We have discovered that there exists a deep link between the central MBH and its host galaxy. Claims of detection of “intermediate-mass” black holes (IMBHs, with masses between 100 and 10,000 solar masses) raise the possibility that these correlations extend to much smaller systems, but the strongest -if not totally conclusive- observational evidences for the existence of IMBHs are ultra-luminous X-ray sources. The origins of these IMBH are still shrouded in mystery, and many aspects of their interplay with the surrounding stellar cluster remain
to be elucidated.

The particularly important modes of interaction between stars and the MBH in galactic nuclei are, firstly, that stars can produce gases which are accreted onto the MBH through normal stellar evolution, collisions or disruptions of stars by the strong central tidal field.
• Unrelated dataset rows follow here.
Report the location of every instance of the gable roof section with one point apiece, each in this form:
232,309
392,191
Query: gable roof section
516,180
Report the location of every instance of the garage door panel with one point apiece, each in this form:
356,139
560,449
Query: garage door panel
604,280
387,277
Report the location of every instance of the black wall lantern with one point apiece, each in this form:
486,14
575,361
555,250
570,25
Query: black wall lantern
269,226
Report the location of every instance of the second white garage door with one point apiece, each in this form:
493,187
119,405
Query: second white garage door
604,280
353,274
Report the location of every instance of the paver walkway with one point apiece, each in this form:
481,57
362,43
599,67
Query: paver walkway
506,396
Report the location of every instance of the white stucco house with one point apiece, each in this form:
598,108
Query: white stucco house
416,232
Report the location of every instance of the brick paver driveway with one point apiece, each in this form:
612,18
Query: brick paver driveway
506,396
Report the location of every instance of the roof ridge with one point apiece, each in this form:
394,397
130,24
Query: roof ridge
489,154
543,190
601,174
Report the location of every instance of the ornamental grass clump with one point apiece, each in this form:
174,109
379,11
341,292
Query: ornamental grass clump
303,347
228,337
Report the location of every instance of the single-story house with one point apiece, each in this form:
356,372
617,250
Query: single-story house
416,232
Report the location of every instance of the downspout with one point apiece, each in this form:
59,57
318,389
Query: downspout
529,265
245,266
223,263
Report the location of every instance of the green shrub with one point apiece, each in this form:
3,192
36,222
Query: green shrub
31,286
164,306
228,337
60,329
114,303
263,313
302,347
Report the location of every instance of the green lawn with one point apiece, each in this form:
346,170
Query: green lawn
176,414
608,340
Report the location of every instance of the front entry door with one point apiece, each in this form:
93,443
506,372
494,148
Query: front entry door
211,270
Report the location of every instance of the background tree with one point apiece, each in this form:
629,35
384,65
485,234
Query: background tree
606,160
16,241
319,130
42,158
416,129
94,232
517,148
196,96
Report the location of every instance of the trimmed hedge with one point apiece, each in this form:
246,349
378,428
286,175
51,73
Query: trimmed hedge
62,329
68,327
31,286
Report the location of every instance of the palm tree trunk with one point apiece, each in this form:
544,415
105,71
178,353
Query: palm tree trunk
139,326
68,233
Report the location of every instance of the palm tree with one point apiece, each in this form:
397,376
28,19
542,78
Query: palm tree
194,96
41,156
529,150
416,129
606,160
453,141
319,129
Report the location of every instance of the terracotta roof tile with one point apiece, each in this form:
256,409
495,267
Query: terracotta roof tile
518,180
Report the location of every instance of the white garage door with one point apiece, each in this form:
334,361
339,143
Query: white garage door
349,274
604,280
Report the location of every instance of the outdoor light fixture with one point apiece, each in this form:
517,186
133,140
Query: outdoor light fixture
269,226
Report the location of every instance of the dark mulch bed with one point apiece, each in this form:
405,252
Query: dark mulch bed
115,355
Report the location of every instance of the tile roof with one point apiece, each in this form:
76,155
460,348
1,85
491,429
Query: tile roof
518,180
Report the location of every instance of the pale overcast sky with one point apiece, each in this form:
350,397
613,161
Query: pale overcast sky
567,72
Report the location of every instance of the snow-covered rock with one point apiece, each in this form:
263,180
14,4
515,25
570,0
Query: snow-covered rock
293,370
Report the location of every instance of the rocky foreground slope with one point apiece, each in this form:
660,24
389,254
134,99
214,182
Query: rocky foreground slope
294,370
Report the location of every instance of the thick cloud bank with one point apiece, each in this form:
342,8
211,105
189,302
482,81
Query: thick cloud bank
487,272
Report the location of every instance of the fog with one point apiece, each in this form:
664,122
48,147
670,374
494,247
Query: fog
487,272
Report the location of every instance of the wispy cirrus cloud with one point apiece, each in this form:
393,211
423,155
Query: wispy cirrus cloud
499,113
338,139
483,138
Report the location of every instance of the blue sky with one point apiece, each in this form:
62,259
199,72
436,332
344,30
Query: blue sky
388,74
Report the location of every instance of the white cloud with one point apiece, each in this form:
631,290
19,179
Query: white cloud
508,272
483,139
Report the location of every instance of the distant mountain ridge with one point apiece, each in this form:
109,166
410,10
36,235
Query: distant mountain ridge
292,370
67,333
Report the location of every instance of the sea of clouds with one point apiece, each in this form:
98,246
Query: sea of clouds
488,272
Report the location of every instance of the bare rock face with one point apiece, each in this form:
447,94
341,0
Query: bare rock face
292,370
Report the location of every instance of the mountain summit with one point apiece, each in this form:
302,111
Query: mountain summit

Secondly, compact stars can be swallowed whole if they gradually inspiral due to the emission of GWs. The latter process, is known as an “Extreme Mass Ratio Inspiral”.

Indeed, in the past few years, several galaxies have exhibited X-ray/UV flares consistent with the tidal disruption of a star. Tidal disruptions trigger phases of bright accretion that may reveal the presence of a MBH in an otherwise quiescent, possibly very distant, galaxy, with important implications for extra-galactic UV/X-ray astronomy.

Partial disruptions, for instance stripping the envelope of a giant star, may also have tell-tale observational consequences. Such outbursts may have been detected already and space missions such as SWIFT, the Advanced Telescope for High Energy Astrophysics or the Energetic X-ray Imaging Survey Telescope (EXIST) and the extended ROentgen Survey with an Imaging Telescope Array (eRosita) should yield a rich harvest of data.

The workshop will bring experts from rather different fields: stellar dynamicists, observers from optical and X/UV-ray, astrometry, data analysts, general relativity and numerical modeling of different regimes (from kiloparsec distances to parsecs down to the horizon of the massive black hole).

The workshop is born from the need for a place where the distinct communities involved in X-ray astronomy, gravitation wave including electromagnetic counterparts might gather. While these communities – theoretical and observational astrophysics, general relativity, cosmology and data analysis – have made significant collaborative progress over recent years, we believe that it is indispensable to future advancement that they draw closer, and that they speak a common idiom.